The program is expensive (each aircraft carries a $140M price tag) and has encountered high-level objections from, among other people, Secretary of Defense Robert Gates, who contends the F-35 is an equivalent aircraft at less cost. (The Air Force and some independent experts disagree with this assessment.)
Even critics of the F-22 argue that whatever reservations they might have had originally do not necessarily lead to the conclusion we should pull the plug now. Max Boot explains: "But to say that we might have been better off not building the F-22 is not to say that we should now cancel it amid an economic downturn in which policymakers are desperate to keep workers working."
And there is little dispute that the F-22 is its benefit to the economy. Not surprisingly, many in Congress don't want the production lines to shut down in the middle of a recession.
On January 16, 44 senators wrote a letter requesting the president make the certification, citing both the insufficiency of the F-35 ( "the F-35 is designed for multi-role strike missions and not optimized for the air dominance missions of the F-22") and its economic impact. On January 20, over 190 congressmen wrote a similar letter which read in part:
Our nation has committed to procuring a total of just 183 F-22 aircraft. We are convinced that this number is insufficient to meet potential threats. After accounting for test, training, and maintenance aircraft, only about 100 F-22s will be immediately available for combat at any given time. Given that over 30 air campaign studies completed over the last 15 years have validated a requirement for far more than 183 F-22 Raptors to replace the original force of 800 F-15 A-D Eagles, it is clear that such a lean F-22 fleet is not consistent with America's national security interest.

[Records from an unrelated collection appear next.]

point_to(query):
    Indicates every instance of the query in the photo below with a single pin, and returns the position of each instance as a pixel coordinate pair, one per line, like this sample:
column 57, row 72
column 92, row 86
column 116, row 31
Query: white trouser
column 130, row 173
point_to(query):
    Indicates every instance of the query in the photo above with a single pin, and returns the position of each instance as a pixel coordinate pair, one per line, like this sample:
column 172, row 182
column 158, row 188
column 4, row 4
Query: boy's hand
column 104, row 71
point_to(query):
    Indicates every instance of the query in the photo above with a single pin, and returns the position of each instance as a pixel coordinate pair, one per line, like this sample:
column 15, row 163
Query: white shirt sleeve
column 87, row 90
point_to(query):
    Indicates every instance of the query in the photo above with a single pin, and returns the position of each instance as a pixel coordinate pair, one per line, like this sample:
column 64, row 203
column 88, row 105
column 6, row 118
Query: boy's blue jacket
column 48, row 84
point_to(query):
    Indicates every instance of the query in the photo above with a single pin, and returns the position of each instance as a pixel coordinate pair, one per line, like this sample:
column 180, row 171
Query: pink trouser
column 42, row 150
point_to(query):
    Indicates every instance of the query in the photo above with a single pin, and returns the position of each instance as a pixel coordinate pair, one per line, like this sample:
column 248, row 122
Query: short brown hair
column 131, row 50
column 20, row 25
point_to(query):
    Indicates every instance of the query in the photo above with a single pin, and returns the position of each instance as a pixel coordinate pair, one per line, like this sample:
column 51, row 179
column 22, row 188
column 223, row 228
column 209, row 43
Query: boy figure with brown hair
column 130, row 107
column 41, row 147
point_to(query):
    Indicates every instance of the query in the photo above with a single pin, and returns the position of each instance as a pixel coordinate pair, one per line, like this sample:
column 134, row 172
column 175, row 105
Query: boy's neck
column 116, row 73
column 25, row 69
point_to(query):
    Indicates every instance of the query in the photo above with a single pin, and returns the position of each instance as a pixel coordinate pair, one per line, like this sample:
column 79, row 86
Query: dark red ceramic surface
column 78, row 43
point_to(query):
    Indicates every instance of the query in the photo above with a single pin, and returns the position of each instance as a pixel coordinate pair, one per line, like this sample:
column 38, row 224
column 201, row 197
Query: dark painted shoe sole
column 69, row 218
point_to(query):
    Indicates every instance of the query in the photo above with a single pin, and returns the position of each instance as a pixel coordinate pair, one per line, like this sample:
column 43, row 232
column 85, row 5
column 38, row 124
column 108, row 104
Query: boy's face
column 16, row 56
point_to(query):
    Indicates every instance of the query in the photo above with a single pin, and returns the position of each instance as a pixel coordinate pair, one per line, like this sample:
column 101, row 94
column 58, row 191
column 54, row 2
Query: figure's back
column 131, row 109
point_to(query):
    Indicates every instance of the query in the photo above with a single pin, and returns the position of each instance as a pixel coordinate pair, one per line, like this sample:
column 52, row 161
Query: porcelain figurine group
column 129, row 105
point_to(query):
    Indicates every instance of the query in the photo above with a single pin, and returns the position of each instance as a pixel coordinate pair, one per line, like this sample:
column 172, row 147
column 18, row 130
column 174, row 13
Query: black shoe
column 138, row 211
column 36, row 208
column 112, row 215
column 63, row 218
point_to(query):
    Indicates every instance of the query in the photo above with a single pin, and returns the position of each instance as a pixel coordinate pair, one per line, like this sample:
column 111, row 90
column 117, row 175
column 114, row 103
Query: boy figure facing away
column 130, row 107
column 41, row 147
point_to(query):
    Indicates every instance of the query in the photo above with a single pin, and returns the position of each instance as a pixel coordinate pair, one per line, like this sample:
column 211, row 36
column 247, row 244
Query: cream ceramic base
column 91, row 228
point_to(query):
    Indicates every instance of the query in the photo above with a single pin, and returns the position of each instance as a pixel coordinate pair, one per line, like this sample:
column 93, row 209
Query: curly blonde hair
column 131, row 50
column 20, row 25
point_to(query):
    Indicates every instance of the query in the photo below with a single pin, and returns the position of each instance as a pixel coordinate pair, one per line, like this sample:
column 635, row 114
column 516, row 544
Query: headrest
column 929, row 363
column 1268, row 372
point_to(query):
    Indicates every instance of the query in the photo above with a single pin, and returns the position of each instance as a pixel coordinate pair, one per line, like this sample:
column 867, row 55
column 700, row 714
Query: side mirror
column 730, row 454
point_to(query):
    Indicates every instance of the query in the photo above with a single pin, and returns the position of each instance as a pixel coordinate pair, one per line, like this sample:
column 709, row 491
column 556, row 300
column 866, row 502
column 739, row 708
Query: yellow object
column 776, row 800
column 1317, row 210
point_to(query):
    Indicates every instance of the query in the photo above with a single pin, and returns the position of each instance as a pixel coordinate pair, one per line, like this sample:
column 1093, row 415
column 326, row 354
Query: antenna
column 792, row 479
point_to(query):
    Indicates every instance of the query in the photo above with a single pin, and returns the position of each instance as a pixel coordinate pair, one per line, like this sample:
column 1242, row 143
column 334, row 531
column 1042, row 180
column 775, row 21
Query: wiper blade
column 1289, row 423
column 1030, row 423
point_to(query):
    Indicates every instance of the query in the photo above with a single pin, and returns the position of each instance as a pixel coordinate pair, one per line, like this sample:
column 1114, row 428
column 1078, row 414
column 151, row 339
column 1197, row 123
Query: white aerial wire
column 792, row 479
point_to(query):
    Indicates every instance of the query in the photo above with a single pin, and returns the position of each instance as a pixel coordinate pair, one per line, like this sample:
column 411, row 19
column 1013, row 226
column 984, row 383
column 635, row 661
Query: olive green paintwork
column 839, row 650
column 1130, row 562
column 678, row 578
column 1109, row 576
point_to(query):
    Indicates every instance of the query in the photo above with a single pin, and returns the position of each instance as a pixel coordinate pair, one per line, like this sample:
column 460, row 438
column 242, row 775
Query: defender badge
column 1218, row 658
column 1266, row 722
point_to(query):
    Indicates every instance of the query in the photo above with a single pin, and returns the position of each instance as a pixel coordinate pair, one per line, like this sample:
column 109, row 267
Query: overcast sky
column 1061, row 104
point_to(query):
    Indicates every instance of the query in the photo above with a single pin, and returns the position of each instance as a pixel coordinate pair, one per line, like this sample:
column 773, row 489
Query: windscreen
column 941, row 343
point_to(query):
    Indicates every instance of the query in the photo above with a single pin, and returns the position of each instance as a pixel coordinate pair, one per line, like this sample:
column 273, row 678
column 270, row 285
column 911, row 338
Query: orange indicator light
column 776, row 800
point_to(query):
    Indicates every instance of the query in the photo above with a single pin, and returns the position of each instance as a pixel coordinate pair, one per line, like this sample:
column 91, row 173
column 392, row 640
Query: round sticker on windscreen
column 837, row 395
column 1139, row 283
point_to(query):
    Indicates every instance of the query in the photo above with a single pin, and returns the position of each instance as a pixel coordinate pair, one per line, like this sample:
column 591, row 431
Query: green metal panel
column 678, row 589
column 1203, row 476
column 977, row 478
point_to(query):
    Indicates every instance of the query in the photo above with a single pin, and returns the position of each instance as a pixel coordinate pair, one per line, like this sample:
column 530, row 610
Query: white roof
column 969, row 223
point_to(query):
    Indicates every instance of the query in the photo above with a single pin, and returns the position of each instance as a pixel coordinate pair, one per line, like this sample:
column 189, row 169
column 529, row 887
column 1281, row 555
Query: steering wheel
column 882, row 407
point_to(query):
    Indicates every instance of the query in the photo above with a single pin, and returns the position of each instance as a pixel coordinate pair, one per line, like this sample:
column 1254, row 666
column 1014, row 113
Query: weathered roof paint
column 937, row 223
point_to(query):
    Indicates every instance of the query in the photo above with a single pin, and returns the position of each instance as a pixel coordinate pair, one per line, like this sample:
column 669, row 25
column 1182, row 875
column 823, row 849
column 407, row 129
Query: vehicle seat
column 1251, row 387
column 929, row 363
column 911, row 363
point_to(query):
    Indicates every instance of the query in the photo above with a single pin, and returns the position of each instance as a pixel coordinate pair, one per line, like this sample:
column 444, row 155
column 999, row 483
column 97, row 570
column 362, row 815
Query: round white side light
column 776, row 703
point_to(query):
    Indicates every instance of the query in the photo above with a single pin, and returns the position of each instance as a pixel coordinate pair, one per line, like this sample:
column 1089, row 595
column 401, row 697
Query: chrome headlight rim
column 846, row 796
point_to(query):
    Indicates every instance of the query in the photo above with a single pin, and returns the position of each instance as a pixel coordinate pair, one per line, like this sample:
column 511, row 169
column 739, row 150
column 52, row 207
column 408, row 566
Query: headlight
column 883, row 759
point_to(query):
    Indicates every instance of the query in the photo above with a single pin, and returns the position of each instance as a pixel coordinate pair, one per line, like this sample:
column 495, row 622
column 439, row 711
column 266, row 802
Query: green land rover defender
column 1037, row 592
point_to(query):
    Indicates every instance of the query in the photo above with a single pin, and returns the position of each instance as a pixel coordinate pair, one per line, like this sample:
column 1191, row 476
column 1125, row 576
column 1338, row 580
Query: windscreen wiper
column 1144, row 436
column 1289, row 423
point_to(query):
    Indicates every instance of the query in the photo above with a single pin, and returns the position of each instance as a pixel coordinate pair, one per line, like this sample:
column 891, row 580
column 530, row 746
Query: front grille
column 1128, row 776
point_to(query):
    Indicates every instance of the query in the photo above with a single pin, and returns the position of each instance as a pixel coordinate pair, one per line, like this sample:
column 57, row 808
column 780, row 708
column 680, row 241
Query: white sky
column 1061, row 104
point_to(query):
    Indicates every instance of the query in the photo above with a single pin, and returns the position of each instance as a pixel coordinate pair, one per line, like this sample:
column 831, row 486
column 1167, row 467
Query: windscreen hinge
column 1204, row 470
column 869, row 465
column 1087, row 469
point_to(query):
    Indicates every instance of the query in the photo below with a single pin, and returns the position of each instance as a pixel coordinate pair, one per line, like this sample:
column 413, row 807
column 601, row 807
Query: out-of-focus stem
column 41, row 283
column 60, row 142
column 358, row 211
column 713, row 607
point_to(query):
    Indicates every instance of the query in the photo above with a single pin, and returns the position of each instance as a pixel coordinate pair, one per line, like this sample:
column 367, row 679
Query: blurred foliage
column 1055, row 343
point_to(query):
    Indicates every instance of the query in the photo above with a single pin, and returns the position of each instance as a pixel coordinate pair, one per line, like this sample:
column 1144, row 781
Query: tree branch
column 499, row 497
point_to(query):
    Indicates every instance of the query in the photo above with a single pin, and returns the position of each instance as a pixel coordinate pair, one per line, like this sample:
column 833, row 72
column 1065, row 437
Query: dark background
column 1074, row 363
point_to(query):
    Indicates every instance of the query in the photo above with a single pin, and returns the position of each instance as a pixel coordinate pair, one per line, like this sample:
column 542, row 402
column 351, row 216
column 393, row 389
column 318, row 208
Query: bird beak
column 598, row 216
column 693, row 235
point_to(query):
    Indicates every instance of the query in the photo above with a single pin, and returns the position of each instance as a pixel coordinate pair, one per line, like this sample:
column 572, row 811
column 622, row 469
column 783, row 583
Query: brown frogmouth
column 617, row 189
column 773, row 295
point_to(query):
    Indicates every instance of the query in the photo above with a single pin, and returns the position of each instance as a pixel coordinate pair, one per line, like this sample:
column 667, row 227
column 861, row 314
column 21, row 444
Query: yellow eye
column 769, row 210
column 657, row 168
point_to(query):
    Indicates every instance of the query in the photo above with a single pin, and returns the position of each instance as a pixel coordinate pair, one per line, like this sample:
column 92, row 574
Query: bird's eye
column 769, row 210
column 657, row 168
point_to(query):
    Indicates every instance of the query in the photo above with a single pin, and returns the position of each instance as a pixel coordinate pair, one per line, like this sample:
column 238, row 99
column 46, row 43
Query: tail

The F-22 is a model production line. Since full-rate production began, the unit flyaway cost has decreased by 35 percent. If this certification is delayed, layoffs will begin as this critical supplier base shuts down. Once we begin to lose the F-22 industrial base that was created with billions of dollars of investment over many years, it will quickly become virtually impossible to reconstitute a production capability.
The F-22 program annually provides over $12 billion of economic activity to the national economy. As our nation faces one of the most trying economic times in recent history, it is imperative to preserve existing high paying, specialized jobs that are critical to our national defense. Over 25,000 Americans working for more than 1,000 suppliers in 44 states manufacture this aircraft. Moreover, it is estimated that another 70,000 Americans indirectly owe their jobs to this program.
As of today, the White House is silent. Rather, we hear that instead of expanding defense spending the White House is contemplating a defense cut of 10%.
So why not look to programs like the F-22, which serve both long term and immediate needs? Air Force Lt. General Michael Dunn (Ret.), former president of the National Defense University in Washington, D.C., said in a telephone interview, "This production line is shovel ready." Citing the 25,000 direct and 70,000 indirect jobs, he warns that if President Obama does not sign off on the F-22, "They will shut down this spring." The jobs at issue include a large number of union jobs. Almost all are, Dunn says, "high end" jobs which include R&D, engineering, and other positions needed to maintain an "industrial base."
So while Congress mulls over billions to ramp up domestic pork and increase transfer payments (e.g., block grants to states, unemployment benefits), and Obama combats negative press (and allegations that much of his stimulus won't take effect for months), the F-22 affords an opportunity for the Congress and president to spend money on something we need. And they can keep 95,000 people working in the process.
It is such a simple and smart idea even the Washington politicians should understand, right?